20110727

Menanti Bulan dan Menanti Menjadi Bulan


Coba lihat… Bintang-bintang itu berkedip-kedip seolah seorang pria yang hendak menyihir wanitanya dengan pandangan menggoda mengetarkan rasa. Kali ini aku mulai mencoba menghitung bintang-bintang di langit hati, “satu… dua… tiga… empat… lima… dan …” Ooohhh satu per satu sinarnya meredup, bintang-bintang itu pun menyalahkanku, “kamu terlalu lama menghitung. Kamu lambat. Harusnya lebih cepat.” Bintang-bintang meredup dan lalu menghilang, sementara beberapa tetap di tempatnya dengan setia menunggu dan menunggu di langit hatiku. Dan kembali ada bintang yang bermunculan, sementara bintang lain memilih untuk tidak lagi menungguku menghitung bersama waktu.

Tatap nanar mataku masih tertuju pada bulan, aku masih menunggu bulan. Deg!!! Aku pun tersadar, bukankah aku sudah berjanji untuk menjadikan salah satu bintang itu menjadi bulan. Ya aku sudah berjanji dan menjadi sebuah kewajiban untuk menepatinya. “Bintang-bintang, tunggu ya. Aku akan menyulapmu menjadi bulan. Aku tidak mau bermain-main dengan bintang-bintang yang sebenarnya memiliki kehidupan sendiri. Aku ingin bulan, satelit bumi alami satu-satunya. Aku ingin bulan…”

Kali ini aku tidak hanya terduduk diam atau memandangi bintang-bintang dari balik jendela kamar. Aku mulai berjalan di tengah kelamnya malam. Entah mengapa, bintang-bintang itu menerangi dengan senyumnya tersendiri. Aku pun membalasnya dengan senyum atau gelak tawa bahagia. Ketika dua bola mataku menangkap sebuah cahaya yang sangat terang menyilaukan penglihatan, yaaaa itu… “bintang? Atau sebenarnya kau adalah bulan…?”

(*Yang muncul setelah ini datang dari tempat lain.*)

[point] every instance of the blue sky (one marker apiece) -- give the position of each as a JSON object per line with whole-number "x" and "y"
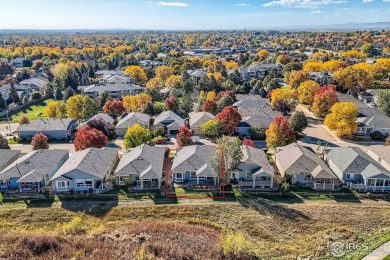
{"x": 187, "y": 14}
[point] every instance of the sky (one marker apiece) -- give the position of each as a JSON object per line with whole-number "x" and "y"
{"x": 187, "y": 14}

Tersipu malu aku karenanya, ku tutup muka dengan kedua tangan. Aku pun berlari untuk menata langit hati. Aku tidak mau gegabah, mengambil keputusan memilih bintang untuk dijadikan bulan seperti sebelumnya. Aku tidak mau lagi dicampakan oleh bintang yang berpura-pura menjadi bulan atau berpura-pura menganggapku bulan padahal aku hanya bintang di langit hatinya. Aku tidak mau lagi meneteskan airmata dan membodohkan diri karena kebohongan langit hati.

Usai menata hati, aku ingin kembali melihat bintang-bintang itu. Melihat mereka menyerah satu per satu karena waktu yang ku pinta terlalu lama untuk menghitung keberadaan mereka. Melihat mereka terus menerus menerangi langkahku dan lalu menimbang cahaya bintang mana yang paling terang mengiringi setiap derap langkahku yang lemah. Melihat bagaimana mereka melihatku dengan segala kekurangan yang mungkin saat ini belum mereka mengerti karena mereka menutupi dengan kelebihan yang serba terbatas dari diri ini. Bukan… Aku bukan ingin menyakiti, aku hanya tidak mau bersombong diri atau menjadi kufur karena bintang-bintang itu. Aku hanya ingin menemukan satuuuu saja bintang yang nantinya akan menjadi bulan di langit hati ini, hanya satu, hanya satu yang dapat bertahan dalam waktu, dalam waktu yang tidak berusaha aku reka tetapi akan berjalan secara alamiah. Satu bulan, dimana kamu sekarang? Dan bintang-bintang pergilah saat kamu berpikir bahwa aku bukanlah bukan, bahwa aku hanya bagian dari bintang-bintang untukmu, dan bahwa aku hanya membuang waktumu untuk menunggu. Tenang saja, aku tidak pernah menuntut kesempurnaanmu sebagai bulan karena aku pun tidak akan pernah bisa menjadi bulan yang sempurna.